Thanks to Mayor Johnson’s commitment to building out a network of dedicated bus lanes, we’re well positioned as a city to address this crucial need.

Let’s make 2024 the Year of the Bus!



To help get buses moving, the Chicago Transit Authority (CTA) and the Chicago Department of Transportation (CDOT) recently published a report that creates a framework of where and how to prioritize buses on our streets, as well as both federal and local funding available to implement the designs.

The report, called the Better Streets for Buses Plan, includes a toolbox of street treatments combined with an analysis of key corridors where they could potentially be applied.

The plan establishes a framework to guide how CTA and CDOT will collaborate on redesigning Chicago’s streets to achieve faster and more reliable bus service, improved access to bus stops, and better bus stops.

It’s hard not to be excited as we imagine the impact of effectively implementing these tools throughout the city.




So how do we turn these recommendations in Better Streets for Buses into a reality?

What is most needed now is a taskforce established by Mayor Johnson to bring city agencies to the table to collaborate.

And once the taskforce is established, it can work on swiftly implementing the bus priority improvements.

Fortunately, we have a well-functioning example for this process.

Mayor Johnson can follow the model of the city’s ETOD (equitable transit-oriented development) working group, which is comprised of over 40 community members and stakeholders that advise the city on implementing its ETOD goals. Through this working group, the city maintains its commitment to ensuring community voices guide how Chicago develops and grows.

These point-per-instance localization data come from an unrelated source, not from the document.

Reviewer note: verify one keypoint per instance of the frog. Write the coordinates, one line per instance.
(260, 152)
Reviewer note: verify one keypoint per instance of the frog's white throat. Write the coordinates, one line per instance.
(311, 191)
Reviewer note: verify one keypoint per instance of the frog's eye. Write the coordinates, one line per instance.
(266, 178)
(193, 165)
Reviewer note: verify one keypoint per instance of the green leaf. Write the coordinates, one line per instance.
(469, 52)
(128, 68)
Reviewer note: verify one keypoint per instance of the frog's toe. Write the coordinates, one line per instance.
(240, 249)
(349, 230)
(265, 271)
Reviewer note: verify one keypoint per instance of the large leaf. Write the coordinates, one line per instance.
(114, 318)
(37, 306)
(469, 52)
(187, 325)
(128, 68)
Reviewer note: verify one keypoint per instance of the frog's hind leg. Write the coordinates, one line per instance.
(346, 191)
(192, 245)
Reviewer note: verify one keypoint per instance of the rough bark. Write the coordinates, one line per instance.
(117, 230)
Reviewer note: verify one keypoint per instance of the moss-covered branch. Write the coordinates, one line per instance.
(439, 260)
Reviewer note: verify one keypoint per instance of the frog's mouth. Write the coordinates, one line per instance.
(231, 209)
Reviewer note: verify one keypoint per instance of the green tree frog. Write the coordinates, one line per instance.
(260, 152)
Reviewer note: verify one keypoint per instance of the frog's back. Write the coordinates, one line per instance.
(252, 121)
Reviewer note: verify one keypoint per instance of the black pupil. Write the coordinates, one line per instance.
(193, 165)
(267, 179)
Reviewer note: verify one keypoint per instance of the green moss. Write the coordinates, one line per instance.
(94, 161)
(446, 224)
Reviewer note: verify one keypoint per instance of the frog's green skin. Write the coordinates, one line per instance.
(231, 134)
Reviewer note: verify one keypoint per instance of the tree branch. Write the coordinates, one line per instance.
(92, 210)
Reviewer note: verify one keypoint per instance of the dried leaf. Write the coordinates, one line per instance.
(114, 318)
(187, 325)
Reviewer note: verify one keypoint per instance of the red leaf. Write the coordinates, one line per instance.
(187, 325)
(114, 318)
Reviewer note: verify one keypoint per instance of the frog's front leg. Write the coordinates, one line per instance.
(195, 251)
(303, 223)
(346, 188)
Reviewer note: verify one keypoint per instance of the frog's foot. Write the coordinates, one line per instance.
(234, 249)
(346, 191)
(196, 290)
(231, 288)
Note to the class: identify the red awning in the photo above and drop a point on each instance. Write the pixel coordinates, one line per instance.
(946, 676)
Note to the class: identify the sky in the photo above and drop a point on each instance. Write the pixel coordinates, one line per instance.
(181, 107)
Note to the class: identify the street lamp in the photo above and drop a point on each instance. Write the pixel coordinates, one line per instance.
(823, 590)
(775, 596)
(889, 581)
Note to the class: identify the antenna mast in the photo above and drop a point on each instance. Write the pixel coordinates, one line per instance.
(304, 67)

A similar taskforce should be created in early 2024 to implement the Better Streets for Buses Plan.



Another needed ingredient to bring this plan to life is additional staff capacity at CTA and CDOT.

More staff would enable better inter-agency collaboration amongst CDOT, CTA, and the mayor’s office, as well meaningful partnerships with community-based organizations, modeled off CDOT’s successful Cycling Strategy. At this time, CDOT has no dedicated staff committed to working on transit projects which must change in order to implement transit priority improvements in a timely manner.

Just as its working group has been key to ETOD’s success, the same community-based approach should be taken when it comes to building out a network of bus priority streets and dedicated bus lanes.

While transit agencies in Los Angeles, New York, and DC are overcoming workforce challenges that have impacted transit agencies nationwide, CTA remains an outlier as it continues to cut service.

CTA also trails its peer cities when it comes to bus lane miles, and it’s even behind smaller cities in the midwest like Cleveland, Ohio and Grand Rapids, Michigan.

The mayor should hire more staff dedicated to transit who can help usher in a new era for Chicago transit and make 2024 the Year of the Bus.



With the Democratic National Convention to be hosted here in August 2024, all eyes will be on Chicago.

We can serve as a national model for a community-based approach to climate change mitigation through bus priority infrastructure. Let’s swiftly build a network of bus priority streets before the nation descends on our city.